私たちが日常の中で行うあらゆる行動や判断は、蓄積された記憶の上に成り立っている。一方で「覚える」という行為が苦痛で、難解に感じることも少なくない。特に英単語や歴史的事実の暗記は、多くの人にとって苦行のようなものだろう。

モノグサが提供する記憶定着のための学習プラットフォーム「Monoxer」は、まさにこの問題に挑んでいる。「記憶を日常に。」とのミッションを掲げ、誰もが無理なく、自然に記憶を定着できるよう支援することを目指す。

従来の個人任せの学習方法に代わり、Monoxerは情報を整理し、効率的かつ効果的に記憶をサポートする。それにより、語学や資格試験、さらには日々の会話や趣味に至るまで、人々の可能性を無限に広げることができる。こう話すのはモノグサ 代表取締役CEO 竹内孝太朗さん。

  • モノグサ 代表取締役 竹内孝太朗さん

    モノグサ 代表取締役 竹内孝太朗さん

今回は竹内さんに、記憶や学びなどのトピックを交えながら、モノグサ・Monoxer(以降、モノグサは会社、Monoxerはサービス名として記載)のこれまでとこれからについてお話を伺った。

20年で「記憶の常識」を変革する

2016年8月に設立されたモノグサ。約2年後の2018年5月、Monoxerは本格的にサービス開始となり、塾や予備校を中心に有償導入が進んでいった。2019年には大手塾で導入され、業界内外でさらに注目を集めるように。サービス開始からわずか2年で導入教室数は2,500教室を突破し、学習回数も1億回を超えるまでに成長した。

  • スマホやタブレットで見たMonoxerの画面

    スマホやタブレットで見たMonoxerの画面

2021年にはシリーズBラウンドの資金調達を実施し、グローバル・ブレインをリード投資家に迎え、複数の投資家から総額18.1億円の第三者割当増資を実施。さらに広範囲にわたる教育支援の実現を目指して、着実に成長を続けてきた。今日までの約8年を振り返り、竹内さんはこう語る。

「創業初期の売り上げ1億円に到達するまでは不安が大きく、不確実な中でリスクを取っている感覚が強かったです。しかし、創業時からの“記憶をもっと容易に、より日常にする”という目標は一貫して変わっていません。

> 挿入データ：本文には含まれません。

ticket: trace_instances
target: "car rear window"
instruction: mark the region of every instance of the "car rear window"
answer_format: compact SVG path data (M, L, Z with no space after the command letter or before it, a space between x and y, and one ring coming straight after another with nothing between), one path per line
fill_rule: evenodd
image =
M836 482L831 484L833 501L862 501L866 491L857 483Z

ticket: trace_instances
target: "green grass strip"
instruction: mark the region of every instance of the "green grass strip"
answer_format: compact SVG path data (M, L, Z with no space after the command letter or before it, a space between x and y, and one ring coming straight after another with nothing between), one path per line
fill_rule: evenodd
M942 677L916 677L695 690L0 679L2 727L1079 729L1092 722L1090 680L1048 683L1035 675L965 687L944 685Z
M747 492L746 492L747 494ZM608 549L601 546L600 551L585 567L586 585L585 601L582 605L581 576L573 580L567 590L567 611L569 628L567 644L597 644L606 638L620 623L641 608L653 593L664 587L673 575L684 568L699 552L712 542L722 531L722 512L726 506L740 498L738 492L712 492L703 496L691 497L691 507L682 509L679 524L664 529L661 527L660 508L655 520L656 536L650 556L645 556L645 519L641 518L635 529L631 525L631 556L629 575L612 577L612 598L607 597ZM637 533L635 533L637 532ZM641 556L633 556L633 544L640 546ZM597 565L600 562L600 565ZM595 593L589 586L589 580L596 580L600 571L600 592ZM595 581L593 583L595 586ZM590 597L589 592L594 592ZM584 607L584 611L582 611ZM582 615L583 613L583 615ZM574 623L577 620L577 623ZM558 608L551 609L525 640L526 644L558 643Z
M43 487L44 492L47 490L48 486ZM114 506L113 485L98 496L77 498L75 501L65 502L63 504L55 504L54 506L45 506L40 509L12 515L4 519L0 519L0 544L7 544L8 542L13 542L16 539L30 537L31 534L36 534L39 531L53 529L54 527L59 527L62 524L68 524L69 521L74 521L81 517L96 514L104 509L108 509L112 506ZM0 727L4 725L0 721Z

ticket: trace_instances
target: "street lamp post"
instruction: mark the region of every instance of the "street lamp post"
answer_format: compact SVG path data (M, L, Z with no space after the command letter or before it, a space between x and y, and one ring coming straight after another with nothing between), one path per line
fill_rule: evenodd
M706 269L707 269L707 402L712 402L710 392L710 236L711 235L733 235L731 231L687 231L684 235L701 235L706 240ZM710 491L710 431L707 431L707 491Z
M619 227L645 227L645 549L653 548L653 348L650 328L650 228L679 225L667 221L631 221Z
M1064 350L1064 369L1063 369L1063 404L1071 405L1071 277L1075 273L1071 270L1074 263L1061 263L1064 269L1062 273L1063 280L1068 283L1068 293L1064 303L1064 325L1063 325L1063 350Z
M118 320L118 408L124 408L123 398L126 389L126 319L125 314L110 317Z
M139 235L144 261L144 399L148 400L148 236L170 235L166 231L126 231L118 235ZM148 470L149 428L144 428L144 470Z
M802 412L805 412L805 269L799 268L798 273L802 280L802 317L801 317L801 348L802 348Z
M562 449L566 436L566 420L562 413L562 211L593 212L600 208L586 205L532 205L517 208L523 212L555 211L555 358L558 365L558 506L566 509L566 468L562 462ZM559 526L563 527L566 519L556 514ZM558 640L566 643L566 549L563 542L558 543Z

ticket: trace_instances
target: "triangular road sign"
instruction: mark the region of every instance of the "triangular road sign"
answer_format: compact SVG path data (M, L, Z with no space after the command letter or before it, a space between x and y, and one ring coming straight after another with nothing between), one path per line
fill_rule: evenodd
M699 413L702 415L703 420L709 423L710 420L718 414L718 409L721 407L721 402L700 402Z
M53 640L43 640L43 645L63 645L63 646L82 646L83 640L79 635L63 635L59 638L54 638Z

私と共同代表(畔柳圭佑さん)は『きっとうまくいく』という信念を持っていました。自分たちのやりたかったことを粛々と進めてきた感覚です。今年(2024年)は飛躍するタイミングだと感じています。後から振り返ってみると、今年がターニングポイントだったと言える年になるかもしれません」

竹内さんはMonoxerを通じた「記憶が誰にでも、負荷なく自然に行えるようになる世界」の実現には20年ほどを要すると考えている。リリースから5年が経ち、残り15年でサービスを広げていくとともに、記憶のプラットフォームを今やITのインフラとして存在するGAFAMレベルにしていく絵を描いている。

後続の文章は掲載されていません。